El estado más poblado de Alemania, Renania-Westfalia del Norte, volvió al poder a  Hannelore Kraft liderado por el SPD y los verdes en un resultado descomunal, lo que sugiere que la marca de la austeridad está perdiendo su atractivo entre algunos votantes alemanes locales. La Democracia Cristiana, encabezada por el ministro de entorno Merkel, Norbert Röttgen, apenas tuva traza de ello, obteniendo su peor resultado desde 1949 en la obtención de un mero 26 por ciento de los votos.
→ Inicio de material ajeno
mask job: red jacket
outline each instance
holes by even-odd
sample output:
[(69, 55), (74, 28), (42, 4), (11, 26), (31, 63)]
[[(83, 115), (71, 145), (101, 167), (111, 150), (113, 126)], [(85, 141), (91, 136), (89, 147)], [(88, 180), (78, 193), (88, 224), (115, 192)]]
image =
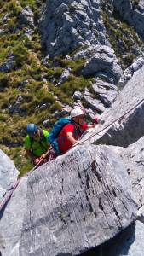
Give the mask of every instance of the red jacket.
[(80, 128), (77, 128), (72, 124), (66, 125), (62, 128), (57, 138), (59, 149), (61, 152), (61, 154), (66, 153), (72, 147), (72, 143), (67, 139), (66, 137), (67, 132), (72, 132), (73, 137), (76, 140), (78, 140), (87, 128), (88, 128), (87, 124), (83, 125)]

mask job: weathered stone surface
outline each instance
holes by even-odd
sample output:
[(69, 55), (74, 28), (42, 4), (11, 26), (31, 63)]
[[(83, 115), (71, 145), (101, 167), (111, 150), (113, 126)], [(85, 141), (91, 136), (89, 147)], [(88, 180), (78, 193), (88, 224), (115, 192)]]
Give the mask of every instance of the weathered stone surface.
[(144, 37), (144, 3), (143, 0), (112, 0), (112, 4), (120, 16), (130, 25), (134, 26), (136, 31)]
[(29, 7), (25, 7), (22, 9), (19, 19), (20, 25), (34, 27), (34, 15)]
[(62, 74), (61, 74), (61, 76), (60, 76), (60, 80), (59, 80), (59, 82), (55, 84), (55, 86), (59, 86), (59, 85), (60, 85), (61, 84), (63, 84), (67, 79), (68, 79), (68, 77), (70, 76), (70, 74), (71, 74), (71, 68), (66, 68), (64, 71), (63, 71), (63, 73), (62, 73)]
[(14, 162), (0, 149), (0, 202), (16, 181), (19, 172)]
[(0, 66), (0, 72), (9, 72), (16, 67), (15, 57), (13, 53), (8, 55), (8, 59)]
[(14, 190), (4, 212), (0, 212), (0, 252), (3, 256), (20, 255), (19, 246), (26, 210), (26, 189), (27, 177), (25, 177)]
[(95, 80), (92, 88), (106, 107), (110, 107), (118, 95), (118, 89), (116, 85), (100, 79)]
[[(127, 148), (112, 147), (112, 150), (121, 157), (124, 166), (129, 173), (139, 208), (142, 207), (144, 206), (144, 137), (136, 143), (130, 144)], [(143, 213), (143, 209), (141, 209), (140, 217)]]
[(113, 237), (135, 213), (127, 173), (113, 152), (73, 148), (29, 176), (20, 255), (79, 254)]
[[(143, 256), (144, 225), (140, 221), (122, 231), (102, 247), (104, 256)], [(96, 254), (97, 255), (97, 254)], [(101, 255), (98, 255), (101, 256)]]
[(124, 72), (124, 83), (130, 80), (133, 76), (134, 73), (139, 70), (144, 65), (144, 55), (138, 58), (134, 63), (132, 63), (127, 69)]
[[(144, 136), (144, 67), (135, 73), (131, 79), (127, 83), (119, 93), (112, 107), (107, 110), (101, 116), (101, 125), (91, 131), (84, 139), (89, 137), (92, 143), (112, 144), (127, 147), (134, 143)], [(124, 117), (117, 122), (117, 119), (130, 111), (137, 103), (141, 102), (135, 109), (129, 112)], [(107, 129), (100, 131), (111, 125)], [(95, 135), (95, 133), (99, 135)], [(90, 137), (92, 137), (90, 138)]]
[(79, 46), (109, 45), (100, 15), (100, 0), (47, 0), (41, 19), (43, 44), (49, 55), (56, 55)]
[(114, 83), (118, 83), (123, 76), (123, 72), (118, 63), (114, 51), (108, 46), (100, 46), (95, 54), (86, 62), (84, 67), (83, 74), (96, 75), (100, 71), (108, 73)]

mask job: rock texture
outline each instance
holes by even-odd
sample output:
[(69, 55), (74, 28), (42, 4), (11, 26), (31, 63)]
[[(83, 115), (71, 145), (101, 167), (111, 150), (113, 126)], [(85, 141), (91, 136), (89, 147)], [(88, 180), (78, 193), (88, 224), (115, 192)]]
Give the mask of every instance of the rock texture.
[(29, 176), (20, 255), (77, 255), (101, 244), (135, 219), (131, 196), (122, 162), (105, 146), (43, 165)]
[[(96, 126), (88, 136), (90, 142), (127, 147), (144, 136), (144, 67), (135, 72), (131, 79), (119, 93), (111, 109), (101, 116), (101, 125)], [(135, 108), (134, 106), (141, 102)], [(117, 119), (130, 111), (125, 116), (114, 122)], [(101, 133), (101, 130), (108, 126)], [(99, 135), (95, 135), (99, 133)], [(89, 137), (92, 137), (91, 138)], [(84, 139), (85, 139), (84, 138)]]
[(14, 162), (0, 149), (0, 201), (16, 181), (19, 172)]
[(49, 1), (41, 19), (43, 44), (50, 56), (82, 45), (110, 45), (100, 15), (100, 1)]
[(24, 214), (26, 210), (26, 189), (27, 177), (25, 177), (20, 182), (4, 211), (0, 212), (0, 252), (2, 256), (20, 255), (20, 241)]
[(113, 84), (117, 84), (123, 75), (114, 51), (108, 46), (100, 46), (97, 49), (95, 55), (84, 65), (83, 74), (96, 75), (101, 71), (111, 78)]

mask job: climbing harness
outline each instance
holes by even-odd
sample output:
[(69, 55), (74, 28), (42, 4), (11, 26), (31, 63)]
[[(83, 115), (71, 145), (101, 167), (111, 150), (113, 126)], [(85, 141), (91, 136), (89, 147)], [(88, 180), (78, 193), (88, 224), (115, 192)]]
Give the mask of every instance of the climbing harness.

Esto sigue a la derrota para ellos en el estado de Schleswig-Holstein. Los intentos de etiquetar a la coalición SPD-y los verdes como un partido “a favor de la deuda” hizo muy poco para mantener a los votantes a la distancia. Con un efecto considerable, los activistas del gobierno han tratado de poner de relieve el bajo nivel de inversión en partes de Alemania. El énfasis, por lo menos a nivel estatal, es el crecimiento en lugar de apretarse el cinturón, sobre todo en zonas deprimidas.

La plataforma anti-austeridad adoptada Hollande fue en gran parte algo anti-Sarkozy, electoralmente conveniente, necesario para distinguirse de un rival muy impopular. Pero el populismo no necesariamente se traduce en una política coherente. Lo que sea que se convierta en un reflejo de una posición anti-alemán está haciendo una contención demasiado fuerte. Tanto Merkel y Hollande han dejado en claro que el equilibrio entre los libros es una prioridad para sus gobiernos, a pesar de que sus medios pueden ser diferentes en los puntos. Los griegos se preguntan si la posición franco-alemán se fracturará. Dicho esto, se evitará la desunión, aunque cada líder va a tener un público diferente para complacer.